From: "Uwe Kleine-König" <u.kleine-koenig@pengutronix.de>
To: Guenter Roeck <linux@roeck-us.net>
Cc: linux-watchdog@vger.kernel.org, Wim Van Sebroeck <wim@iguana.be>,
linux-kernel@vger.kernel.org,
Timo Kokkonen <timo.kokkonen@offcode.fi>,
linux-doc@vger.kernel.org, Jonathan Corbet <corbet@lwn.net>
Subject: Re: [PATCH v5 1/8] watchdog: Introduce hardware maximum timeout in watchdog core
Date: Mon, 23 Nov 2015 19:26:08 +0100 [thread overview]
Message-ID: <20151123182608.GA19888@pengutronix.de> (raw)
In-Reply-To: <56533B80.4030400@roeck-us.net>
Hello Guenter,
On Mon, Nov 23, 2015 at 08:14:56AM -0800, Guenter Roeck wrote:
> On 11/22/2015 11:53 PM, Uwe Kleine-König wrote:
> >On Sun, Nov 22, 2015 at 07:20:58PM -0800, Guenter Roeck wrote:
> >>@@ -160,7 +176,11 @@ they are supported. These optional routines/operations are:
> >> and -EIO for "could not write value to the watchdog". On success this
> >> routine should set the timeout value of the watchdog_device to the
> >> achieved timeout value (which may be different from the requested one
> >>- because the watchdog does not necessarily has a 1 second resolution).

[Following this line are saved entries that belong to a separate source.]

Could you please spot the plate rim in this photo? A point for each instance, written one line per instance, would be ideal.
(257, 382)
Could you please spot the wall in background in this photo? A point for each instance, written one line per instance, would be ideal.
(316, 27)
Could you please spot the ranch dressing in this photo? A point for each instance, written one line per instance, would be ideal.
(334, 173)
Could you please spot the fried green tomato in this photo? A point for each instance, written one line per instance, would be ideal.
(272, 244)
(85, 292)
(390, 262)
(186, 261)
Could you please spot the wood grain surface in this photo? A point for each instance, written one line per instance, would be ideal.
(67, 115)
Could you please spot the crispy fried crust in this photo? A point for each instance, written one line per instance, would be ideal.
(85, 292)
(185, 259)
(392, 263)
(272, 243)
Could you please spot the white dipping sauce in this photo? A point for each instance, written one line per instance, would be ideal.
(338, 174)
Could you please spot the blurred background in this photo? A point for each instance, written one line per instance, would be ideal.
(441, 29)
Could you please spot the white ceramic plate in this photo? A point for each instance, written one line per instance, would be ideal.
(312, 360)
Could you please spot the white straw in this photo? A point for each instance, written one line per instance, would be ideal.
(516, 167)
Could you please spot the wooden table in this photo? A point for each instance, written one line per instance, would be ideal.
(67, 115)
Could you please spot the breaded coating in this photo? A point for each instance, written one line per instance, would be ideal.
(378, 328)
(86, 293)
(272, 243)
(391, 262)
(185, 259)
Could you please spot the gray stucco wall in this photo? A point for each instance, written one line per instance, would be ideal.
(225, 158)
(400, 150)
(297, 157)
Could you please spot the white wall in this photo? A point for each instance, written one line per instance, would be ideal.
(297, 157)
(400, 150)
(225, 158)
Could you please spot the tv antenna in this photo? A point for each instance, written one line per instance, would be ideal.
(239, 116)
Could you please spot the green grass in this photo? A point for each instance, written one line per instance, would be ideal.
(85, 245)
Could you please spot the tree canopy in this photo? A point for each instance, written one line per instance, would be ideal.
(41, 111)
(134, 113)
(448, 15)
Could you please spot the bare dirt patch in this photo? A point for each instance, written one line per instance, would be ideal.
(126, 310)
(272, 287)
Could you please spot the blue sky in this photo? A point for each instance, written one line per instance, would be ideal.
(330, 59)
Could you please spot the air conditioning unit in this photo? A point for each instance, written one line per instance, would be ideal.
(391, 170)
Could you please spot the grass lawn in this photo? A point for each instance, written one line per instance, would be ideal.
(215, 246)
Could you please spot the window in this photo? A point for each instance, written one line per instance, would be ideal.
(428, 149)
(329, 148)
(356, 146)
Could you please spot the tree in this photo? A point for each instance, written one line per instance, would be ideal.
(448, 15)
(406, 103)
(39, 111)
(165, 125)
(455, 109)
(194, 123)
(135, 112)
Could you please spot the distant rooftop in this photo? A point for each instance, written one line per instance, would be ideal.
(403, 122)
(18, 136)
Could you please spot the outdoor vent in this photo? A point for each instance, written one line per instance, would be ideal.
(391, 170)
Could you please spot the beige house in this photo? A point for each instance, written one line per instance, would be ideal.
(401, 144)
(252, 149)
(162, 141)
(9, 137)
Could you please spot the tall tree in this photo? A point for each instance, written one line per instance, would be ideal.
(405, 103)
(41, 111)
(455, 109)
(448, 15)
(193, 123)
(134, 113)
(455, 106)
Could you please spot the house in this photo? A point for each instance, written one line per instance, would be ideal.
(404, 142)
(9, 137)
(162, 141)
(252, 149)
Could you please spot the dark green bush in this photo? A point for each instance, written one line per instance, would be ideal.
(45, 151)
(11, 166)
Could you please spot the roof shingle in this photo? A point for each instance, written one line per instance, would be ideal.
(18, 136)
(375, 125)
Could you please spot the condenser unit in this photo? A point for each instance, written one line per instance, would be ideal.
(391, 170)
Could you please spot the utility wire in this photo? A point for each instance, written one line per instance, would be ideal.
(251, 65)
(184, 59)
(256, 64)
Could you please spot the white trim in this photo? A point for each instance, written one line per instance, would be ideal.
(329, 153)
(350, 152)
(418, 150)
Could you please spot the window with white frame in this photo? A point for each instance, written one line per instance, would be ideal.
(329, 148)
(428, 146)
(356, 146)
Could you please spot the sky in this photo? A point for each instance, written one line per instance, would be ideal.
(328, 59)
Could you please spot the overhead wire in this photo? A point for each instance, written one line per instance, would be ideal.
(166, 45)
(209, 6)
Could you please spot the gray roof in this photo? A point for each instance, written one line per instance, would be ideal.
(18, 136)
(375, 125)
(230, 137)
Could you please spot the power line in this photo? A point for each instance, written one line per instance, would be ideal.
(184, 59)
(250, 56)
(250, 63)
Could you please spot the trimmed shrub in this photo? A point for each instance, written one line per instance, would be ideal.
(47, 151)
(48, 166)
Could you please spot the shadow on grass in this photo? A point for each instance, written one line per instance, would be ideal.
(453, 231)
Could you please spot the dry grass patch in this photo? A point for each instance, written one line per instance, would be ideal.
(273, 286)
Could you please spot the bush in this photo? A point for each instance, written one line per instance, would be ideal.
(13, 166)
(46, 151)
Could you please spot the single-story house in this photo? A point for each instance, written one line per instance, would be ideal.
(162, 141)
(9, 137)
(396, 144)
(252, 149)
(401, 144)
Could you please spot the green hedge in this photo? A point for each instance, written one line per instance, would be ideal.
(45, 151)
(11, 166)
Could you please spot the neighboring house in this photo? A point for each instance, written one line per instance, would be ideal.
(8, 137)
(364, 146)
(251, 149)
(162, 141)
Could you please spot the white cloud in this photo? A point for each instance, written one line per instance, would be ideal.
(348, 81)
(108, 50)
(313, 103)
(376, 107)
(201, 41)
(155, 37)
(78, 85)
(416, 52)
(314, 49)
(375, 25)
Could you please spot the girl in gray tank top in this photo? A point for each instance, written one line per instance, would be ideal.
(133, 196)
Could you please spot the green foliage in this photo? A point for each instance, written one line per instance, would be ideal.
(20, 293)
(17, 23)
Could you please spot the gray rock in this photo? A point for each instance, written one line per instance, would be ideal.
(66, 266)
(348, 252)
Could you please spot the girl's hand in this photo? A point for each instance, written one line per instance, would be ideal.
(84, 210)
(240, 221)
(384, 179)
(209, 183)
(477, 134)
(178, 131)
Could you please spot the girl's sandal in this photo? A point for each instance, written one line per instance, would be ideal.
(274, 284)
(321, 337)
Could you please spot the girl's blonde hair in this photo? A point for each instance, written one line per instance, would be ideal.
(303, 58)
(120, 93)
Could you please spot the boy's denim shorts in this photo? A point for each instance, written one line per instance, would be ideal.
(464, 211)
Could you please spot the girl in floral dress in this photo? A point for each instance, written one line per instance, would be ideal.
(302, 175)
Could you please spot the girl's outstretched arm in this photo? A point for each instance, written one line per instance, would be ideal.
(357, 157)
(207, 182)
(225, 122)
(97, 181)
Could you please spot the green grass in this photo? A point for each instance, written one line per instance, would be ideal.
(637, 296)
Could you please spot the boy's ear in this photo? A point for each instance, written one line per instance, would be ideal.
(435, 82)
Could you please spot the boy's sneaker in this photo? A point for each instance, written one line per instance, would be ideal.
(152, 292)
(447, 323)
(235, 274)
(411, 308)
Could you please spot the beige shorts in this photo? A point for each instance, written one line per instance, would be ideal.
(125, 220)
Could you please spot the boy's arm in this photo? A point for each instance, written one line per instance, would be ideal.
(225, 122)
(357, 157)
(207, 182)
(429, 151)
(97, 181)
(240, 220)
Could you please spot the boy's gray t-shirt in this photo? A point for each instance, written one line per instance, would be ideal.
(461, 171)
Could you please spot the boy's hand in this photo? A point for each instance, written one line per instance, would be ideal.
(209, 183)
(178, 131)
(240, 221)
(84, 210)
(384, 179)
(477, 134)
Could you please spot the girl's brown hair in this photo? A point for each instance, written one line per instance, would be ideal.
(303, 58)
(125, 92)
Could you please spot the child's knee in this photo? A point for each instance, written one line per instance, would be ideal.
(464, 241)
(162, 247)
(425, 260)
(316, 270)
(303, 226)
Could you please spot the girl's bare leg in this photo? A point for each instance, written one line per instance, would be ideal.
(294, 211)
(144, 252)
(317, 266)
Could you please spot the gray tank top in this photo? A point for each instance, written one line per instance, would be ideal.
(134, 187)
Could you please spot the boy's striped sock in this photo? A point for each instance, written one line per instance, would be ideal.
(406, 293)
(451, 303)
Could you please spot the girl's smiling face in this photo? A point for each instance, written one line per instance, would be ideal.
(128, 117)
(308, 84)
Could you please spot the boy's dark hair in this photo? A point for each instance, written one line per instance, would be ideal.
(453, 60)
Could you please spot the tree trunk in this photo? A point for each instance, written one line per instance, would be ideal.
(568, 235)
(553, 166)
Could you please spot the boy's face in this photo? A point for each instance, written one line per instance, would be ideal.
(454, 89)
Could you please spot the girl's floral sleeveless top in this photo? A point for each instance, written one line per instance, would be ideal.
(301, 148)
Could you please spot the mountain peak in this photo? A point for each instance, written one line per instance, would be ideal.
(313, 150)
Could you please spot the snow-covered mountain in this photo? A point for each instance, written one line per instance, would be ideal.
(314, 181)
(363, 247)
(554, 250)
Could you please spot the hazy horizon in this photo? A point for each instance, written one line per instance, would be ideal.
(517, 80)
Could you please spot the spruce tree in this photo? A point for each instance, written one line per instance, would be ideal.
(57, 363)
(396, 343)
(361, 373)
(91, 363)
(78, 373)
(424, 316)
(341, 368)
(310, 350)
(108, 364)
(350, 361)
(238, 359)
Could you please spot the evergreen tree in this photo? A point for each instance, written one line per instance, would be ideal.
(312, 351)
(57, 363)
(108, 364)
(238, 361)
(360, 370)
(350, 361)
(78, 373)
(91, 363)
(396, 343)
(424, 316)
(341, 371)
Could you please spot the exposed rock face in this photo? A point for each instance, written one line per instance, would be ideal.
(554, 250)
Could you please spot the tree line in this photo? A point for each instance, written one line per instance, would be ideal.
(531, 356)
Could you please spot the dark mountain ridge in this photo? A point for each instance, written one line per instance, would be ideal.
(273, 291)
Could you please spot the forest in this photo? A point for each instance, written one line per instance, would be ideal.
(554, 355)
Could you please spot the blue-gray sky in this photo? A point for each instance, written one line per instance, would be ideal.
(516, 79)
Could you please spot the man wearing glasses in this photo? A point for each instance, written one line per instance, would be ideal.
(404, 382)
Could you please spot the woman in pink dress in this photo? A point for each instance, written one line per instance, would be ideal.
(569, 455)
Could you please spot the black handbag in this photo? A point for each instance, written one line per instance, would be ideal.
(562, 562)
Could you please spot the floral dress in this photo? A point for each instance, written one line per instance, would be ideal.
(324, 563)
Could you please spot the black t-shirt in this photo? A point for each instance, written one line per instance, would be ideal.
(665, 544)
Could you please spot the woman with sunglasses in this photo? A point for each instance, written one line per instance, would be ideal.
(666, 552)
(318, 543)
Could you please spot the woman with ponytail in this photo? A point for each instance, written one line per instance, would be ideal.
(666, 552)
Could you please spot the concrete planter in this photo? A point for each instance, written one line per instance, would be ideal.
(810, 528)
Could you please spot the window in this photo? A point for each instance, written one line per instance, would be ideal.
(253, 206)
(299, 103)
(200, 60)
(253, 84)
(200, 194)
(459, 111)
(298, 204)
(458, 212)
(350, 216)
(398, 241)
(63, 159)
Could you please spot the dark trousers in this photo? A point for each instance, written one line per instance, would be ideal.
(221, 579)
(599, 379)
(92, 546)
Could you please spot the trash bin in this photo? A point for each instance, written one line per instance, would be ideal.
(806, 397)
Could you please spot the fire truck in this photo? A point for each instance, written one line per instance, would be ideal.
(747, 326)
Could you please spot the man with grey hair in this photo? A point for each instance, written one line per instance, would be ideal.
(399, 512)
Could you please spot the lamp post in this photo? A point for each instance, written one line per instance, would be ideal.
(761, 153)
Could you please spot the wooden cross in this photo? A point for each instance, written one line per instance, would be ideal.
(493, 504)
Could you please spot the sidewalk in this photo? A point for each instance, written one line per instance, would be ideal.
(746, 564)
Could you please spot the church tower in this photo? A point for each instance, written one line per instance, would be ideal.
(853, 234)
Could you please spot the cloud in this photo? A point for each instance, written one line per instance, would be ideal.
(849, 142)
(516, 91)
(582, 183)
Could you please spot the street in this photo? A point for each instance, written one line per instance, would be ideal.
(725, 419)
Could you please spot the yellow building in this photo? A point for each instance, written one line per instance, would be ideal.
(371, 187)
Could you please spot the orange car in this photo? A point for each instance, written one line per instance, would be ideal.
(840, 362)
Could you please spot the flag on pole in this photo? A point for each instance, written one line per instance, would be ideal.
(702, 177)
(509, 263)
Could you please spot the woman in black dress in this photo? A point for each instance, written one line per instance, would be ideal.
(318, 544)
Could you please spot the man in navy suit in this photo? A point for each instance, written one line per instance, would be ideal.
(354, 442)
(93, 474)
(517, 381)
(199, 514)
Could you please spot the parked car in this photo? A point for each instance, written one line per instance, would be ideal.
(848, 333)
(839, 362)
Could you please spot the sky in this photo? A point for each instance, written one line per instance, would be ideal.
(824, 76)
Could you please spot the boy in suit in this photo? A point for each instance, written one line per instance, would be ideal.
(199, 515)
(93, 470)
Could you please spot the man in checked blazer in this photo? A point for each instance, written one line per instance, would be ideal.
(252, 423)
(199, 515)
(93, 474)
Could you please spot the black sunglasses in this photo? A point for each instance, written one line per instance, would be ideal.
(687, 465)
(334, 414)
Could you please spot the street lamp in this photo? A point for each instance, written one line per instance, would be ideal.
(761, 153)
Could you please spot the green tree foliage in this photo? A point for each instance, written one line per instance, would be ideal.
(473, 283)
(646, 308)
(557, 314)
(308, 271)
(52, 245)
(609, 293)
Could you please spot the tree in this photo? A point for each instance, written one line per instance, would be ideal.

> >>+ because the watchdog does not necessarily have a 1 second resolution).
> >>+ Drivers implementing hw_max_timeout_ms set the hardware watchdog timeout
> >>+ to the minimum of timeout and hw_max_timeout_ms. Those drivers set the
> >
> >Actually this is something that the wdg core could abstract for drivers.
> >Oh well, apart from hw_max_timeout_ms having ms accuracy.
> >
> Not that sure. about the abstraction. The actual timeout to set depends on
> the hardware, and may have an unknown granularity. The watchdog core can
What I wanted to say is that the driver core can do (ignoring scaling
due to different units):
if (timeout > wdd->hw_max_timeout_ms)
wdd->set_timeout(wdd->hw_max_timeout_ms);
else
wdd->set_timeout(timeout)
So that the device specific driver can assume that timeout passed to its
set_timeout callback is always less than or equal to hw_max_timeout_ms.
And so it doesn't need to compare against hw_max_timeout_ms again.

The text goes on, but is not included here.